Getting Sick on a Trek and Local Remedies

Traveling overseas can involve a few risks as many seasoned travelers will tell you, and one of the more serious risks is falling ill on a trek.

There is always the concern of inadequate medical care compounded by language barriers. In my college years, my science professor and her husband were on a trip to a small town in Spain, when her husband fell ill, and needed surgery.  Since neither of them spoke Spanish, she related to the class the difficult task of communicating with the doctors on her husband’s symptoms and medical treatment.  As a medical scientist, she was allowed to participate in the surgery, and all ended well.  However, in some cases things may turn tragic.  A few years ago one of my close friends, while vacationing in Mexico, experienced chest pains and died of a heart attack in a local hospital.

These events should not deter anyone from traveling since they occur rather infrequently.  During my treks, I have been ill very few times.  I suffered from food poisoning in Morocco and caught the flu in the Mideast, but these were relatively minor illnesses.  On a flight from Paris to New York, I experienced stomach pains and a trip to my doctor the next day revealed it was appendicitis.  My most troubling illness occurred on my latest watery trek mentioned in the previous blogs.image

There are many creeks, rivers, and lakes that attract visitors, and on a hot day, the urge to splash is irresistible. On one such splashing venture in a creek, I stepped on a thin, sharp bone on the creek bed and it penetrated the sole of my left foot. After a day or two, my foot became swollen, painful, and could not bear my weight.  There were no hospitals or doctors nearby, and I was unable to walk unaided.  To make matters worse, I caught a fever, and lost my appetite.  Transportation to the city was a week away by aircraft, and not guaranteed, so my friends enlisted the aid of a local shaman.
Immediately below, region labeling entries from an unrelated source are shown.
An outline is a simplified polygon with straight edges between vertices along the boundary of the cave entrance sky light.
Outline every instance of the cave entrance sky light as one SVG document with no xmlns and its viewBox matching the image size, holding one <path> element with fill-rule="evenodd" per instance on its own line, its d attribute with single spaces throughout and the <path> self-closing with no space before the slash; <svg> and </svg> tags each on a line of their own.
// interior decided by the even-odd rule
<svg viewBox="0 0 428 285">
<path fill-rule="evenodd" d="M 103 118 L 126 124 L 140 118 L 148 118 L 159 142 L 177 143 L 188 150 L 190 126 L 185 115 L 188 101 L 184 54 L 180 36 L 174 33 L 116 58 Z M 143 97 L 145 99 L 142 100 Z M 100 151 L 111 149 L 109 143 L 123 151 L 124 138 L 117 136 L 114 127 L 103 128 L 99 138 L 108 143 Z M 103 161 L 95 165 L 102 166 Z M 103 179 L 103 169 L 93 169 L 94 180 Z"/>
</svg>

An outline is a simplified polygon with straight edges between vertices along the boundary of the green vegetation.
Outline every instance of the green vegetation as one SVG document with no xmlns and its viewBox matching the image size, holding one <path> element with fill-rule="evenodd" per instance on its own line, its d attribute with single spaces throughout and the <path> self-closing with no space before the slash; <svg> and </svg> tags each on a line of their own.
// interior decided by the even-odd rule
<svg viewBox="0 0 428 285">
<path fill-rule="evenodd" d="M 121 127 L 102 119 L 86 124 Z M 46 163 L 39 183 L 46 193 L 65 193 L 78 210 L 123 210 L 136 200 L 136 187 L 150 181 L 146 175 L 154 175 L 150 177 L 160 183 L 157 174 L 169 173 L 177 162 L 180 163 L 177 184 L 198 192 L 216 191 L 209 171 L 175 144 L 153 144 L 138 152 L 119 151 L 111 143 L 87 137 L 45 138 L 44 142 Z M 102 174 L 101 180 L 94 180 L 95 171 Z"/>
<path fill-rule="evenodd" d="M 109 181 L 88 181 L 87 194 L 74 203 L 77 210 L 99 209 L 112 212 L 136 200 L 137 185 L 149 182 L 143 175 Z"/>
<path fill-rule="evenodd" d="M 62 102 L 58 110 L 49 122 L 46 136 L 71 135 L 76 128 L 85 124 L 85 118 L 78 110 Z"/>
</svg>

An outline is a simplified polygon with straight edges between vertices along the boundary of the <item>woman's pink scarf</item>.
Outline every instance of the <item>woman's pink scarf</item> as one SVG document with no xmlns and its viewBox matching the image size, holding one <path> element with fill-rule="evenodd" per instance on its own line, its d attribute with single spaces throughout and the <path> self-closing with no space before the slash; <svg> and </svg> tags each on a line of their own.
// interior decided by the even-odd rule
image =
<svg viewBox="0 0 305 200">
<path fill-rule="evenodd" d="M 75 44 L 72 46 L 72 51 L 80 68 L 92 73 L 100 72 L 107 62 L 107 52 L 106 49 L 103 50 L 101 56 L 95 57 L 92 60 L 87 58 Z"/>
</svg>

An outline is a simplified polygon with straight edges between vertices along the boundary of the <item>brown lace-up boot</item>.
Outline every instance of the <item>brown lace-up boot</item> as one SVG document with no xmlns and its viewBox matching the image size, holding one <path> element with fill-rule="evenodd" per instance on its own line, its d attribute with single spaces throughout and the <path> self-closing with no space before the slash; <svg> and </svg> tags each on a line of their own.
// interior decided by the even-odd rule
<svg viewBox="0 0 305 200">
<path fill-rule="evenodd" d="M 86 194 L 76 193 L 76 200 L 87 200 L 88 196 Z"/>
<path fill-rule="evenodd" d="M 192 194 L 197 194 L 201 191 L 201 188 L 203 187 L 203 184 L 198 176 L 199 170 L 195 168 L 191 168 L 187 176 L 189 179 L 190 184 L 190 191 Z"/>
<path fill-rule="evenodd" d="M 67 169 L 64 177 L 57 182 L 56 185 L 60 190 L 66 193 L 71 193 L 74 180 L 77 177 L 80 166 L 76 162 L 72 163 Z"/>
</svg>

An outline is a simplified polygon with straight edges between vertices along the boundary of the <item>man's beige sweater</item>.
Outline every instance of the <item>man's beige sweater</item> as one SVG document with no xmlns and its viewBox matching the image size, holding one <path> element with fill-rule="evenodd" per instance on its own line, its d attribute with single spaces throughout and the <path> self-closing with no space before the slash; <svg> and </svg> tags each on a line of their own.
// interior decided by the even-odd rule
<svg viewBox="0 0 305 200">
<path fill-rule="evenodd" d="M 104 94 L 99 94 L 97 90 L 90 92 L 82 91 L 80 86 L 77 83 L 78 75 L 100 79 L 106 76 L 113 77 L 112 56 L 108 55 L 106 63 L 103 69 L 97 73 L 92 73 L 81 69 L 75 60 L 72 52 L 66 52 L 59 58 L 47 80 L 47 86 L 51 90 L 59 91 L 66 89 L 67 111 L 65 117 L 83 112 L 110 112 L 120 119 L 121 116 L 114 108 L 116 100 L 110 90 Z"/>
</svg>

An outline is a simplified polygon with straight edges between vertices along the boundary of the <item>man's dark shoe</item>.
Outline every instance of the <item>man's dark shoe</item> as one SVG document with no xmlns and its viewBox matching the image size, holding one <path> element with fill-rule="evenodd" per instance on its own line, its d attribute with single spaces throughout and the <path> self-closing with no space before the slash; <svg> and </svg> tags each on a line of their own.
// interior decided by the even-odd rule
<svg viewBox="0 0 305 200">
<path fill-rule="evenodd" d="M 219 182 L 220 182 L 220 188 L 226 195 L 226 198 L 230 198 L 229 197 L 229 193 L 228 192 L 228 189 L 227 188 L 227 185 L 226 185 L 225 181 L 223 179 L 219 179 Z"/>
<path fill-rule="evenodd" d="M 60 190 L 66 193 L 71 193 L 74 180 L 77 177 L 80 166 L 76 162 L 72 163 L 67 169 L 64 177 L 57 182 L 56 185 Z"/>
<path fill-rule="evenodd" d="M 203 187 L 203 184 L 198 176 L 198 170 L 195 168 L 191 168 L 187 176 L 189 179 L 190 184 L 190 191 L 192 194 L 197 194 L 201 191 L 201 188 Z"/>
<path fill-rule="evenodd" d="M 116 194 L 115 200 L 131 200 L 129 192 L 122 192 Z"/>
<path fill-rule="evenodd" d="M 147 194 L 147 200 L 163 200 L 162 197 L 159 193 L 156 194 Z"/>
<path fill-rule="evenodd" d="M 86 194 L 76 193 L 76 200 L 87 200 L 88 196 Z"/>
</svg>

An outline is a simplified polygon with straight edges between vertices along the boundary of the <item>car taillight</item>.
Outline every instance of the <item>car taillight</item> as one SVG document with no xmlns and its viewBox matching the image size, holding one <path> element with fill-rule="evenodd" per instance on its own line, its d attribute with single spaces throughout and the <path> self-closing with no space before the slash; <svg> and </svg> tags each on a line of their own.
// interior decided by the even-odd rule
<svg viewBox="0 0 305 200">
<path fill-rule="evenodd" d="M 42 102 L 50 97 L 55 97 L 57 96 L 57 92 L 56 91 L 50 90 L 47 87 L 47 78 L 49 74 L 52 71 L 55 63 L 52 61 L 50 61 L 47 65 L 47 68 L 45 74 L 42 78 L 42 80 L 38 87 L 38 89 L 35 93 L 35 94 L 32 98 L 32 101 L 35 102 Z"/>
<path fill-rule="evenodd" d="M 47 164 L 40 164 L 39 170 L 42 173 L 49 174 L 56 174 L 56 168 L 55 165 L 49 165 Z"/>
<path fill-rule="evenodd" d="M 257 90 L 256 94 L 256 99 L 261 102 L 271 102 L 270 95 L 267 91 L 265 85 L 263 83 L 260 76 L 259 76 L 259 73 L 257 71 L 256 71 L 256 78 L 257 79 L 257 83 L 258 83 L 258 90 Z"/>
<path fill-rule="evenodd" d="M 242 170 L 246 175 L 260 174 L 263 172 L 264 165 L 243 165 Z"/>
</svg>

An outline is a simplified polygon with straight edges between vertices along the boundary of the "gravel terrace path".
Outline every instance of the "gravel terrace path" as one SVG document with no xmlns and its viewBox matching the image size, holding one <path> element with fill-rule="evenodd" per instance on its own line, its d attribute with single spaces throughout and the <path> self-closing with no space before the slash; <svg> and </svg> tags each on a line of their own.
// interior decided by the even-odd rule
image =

He gave me a bitter tasting concoction to drink made from herbs and plant leaves, and applied the aloe plant to the wound.  The aloe plant was cut at one side, and the soft gel like part applied to the wound and wrapped around my foot, bound tightly by leaves and string.  Within two days, the swelling was gone and I was back on my feet.  The aloe poultice had drawn out the infection or poison from my foot, and the bitter concoction had cured my fever.image

Since that experience, I have become a firm believer in local remedies (or “bush medicine” as they call it in the rainforest), especially in the benefits of the aloe plant.  In New York, we get a variety of the aloe plant that is different from the one the shaman used, but nevertheless, I always purchase some to keep at home.   In my next post, I will expand on local remedies, or “bush medicine”.  I am very interested in your stories on local remedies.  Do you believe in local remedies or natural cures for sicknesses, or have you taken any?  Please share, as it will enlighten me and other readers on this aspect of medical treatments.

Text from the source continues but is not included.